THE VIOLENT and thuggish behaviour outside the House of Representatives by Electricity Authority workers was shocking. Behaving like football hooligans on the rampage, demonstrators hurled firecrackers and stones at police – some fought with officers and entered the legislature – shouted abuse at deputies and the finance minister, prevented the Attorney-General from entering and, to cap it all, cut the power supply to the building.
These despicable terror tactics will take a different form today, as the striking EAC workers will subject the whole country to power cuts because the reduced output of the power stations will not be adequate to cover the country’s needs. Everyone will have to suffer, at significant cost to the economy, because the overpaid and under-worked, highly privileged employees of the EAC do not want the Authority privatised. And the only reason they are opposed to privatisation is because they fear they would lose their super-privileges.

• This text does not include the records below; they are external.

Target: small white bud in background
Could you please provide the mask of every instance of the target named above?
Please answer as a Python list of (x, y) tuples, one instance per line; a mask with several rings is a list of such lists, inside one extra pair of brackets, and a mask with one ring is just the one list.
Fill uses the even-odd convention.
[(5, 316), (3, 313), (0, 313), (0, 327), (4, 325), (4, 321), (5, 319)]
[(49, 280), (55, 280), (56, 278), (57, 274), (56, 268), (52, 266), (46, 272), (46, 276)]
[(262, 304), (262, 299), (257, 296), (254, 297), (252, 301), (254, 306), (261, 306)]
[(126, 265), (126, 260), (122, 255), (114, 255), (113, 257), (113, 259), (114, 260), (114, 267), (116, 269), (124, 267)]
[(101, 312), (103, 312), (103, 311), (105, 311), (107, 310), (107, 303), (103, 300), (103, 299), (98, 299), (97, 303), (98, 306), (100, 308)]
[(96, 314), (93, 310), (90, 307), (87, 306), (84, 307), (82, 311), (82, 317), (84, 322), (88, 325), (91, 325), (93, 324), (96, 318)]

But what do the workers propose we do? The passing of the privatisation bill is a condition for the release of the next instalment of financial assistance by our international lenders, without which the state would be unable to meet its financial obligations. Should the state default on its payments and declare bankruptcy so that it satisfies the selfish bullies and the EAC can carry on operating as a workers’ co-operative? It is not even as if the Authority is a financially robust concern – it is now a loss-making national liability and not a source of public wealth as unions and political parties have been claiming.

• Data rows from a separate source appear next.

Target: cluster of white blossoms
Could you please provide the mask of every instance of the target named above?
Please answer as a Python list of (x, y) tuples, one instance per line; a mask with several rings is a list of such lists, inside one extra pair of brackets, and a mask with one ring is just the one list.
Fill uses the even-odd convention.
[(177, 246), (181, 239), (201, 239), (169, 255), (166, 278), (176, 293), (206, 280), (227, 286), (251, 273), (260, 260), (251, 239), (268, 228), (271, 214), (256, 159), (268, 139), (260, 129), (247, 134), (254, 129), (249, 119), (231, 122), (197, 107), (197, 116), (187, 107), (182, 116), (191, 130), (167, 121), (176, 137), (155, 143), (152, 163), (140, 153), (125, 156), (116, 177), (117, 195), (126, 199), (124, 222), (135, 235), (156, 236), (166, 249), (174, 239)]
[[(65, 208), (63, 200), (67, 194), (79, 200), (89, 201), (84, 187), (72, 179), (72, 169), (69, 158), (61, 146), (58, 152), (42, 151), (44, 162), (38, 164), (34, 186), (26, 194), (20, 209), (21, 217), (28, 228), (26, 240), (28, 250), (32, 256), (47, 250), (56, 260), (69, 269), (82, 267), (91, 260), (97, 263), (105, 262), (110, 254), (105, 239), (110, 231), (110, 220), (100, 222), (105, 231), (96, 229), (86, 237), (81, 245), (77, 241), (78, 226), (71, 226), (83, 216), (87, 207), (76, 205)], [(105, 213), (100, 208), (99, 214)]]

Unfortunately, most of the political parties, with their strident opposition to privatisation, have been encouraging the hooligan behaviour of the SGO unions. There was grudging condemnation of yesterday’s violence by some, but until early, yesterday evening Akel had avoided taking a stand, against the episodes. Even the parties which condemned the vandalism, made sure to tell us they respected the rights of unions to protest as if this was the issue. There was really no need to say this because our society has always respected the right of unions not only to protest, but also the dubious right to resort to bullying, blackmail and violence.

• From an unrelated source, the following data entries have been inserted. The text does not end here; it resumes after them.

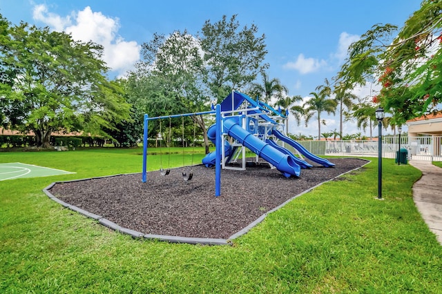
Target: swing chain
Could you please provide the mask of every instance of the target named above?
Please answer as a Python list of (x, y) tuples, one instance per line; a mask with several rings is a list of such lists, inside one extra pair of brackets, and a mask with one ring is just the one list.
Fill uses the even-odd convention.
[[(191, 169), (189, 175), (186, 173), (186, 166), (184, 166), (184, 117), (181, 117), (182, 121), (182, 165), (183, 165), (183, 172), (182, 172), (182, 179), (184, 181), (190, 181), (192, 179), (193, 177), (193, 173)], [(195, 131), (194, 131), (195, 132)], [(195, 137), (195, 135), (193, 136)], [(192, 153), (192, 164), (193, 164), (193, 154)]]
[[(170, 124), (169, 124), (169, 128), (170, 128)], [(161, 135), (161, 141), (160, 141), (160, 174), (161, 175), (167, 175), (171, 173), (171, 169), (170, 169), (170, 164), (171, 164), (171, 159), (170, 159), (170, 152), (169, 152), (169, 164), (168, 165), (169, 166), (169, 167), (166, 169), (164, 170), (163, 168), (163, 150), (162, 150), (162, 141), (163, 140), (163, 134), (162, 133), (162, 128), (161, 128), (161, 119), (160, 119), (160, 134)], [(170, 128), (169, 128), (169, 137), (170, 137)]]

At least this time nobody accused the police of using ‘excessive’ force against the hooligans, as is the normal practice. On the contrary, Disy chief Averof Neophytou accused the police of not responding adequately to the thuggish behaviour in order to maintain law and order, a view also expressed by the government spokesman. The spokesman also said that President Anastasiades had asked for the enforcement of the letter of the law regarding strikes at essential services, which would be violated by the EAC strike.
The government must take a hard line because if it does not, the bullying unions will exploit any show of weakness and step up their terror tactics.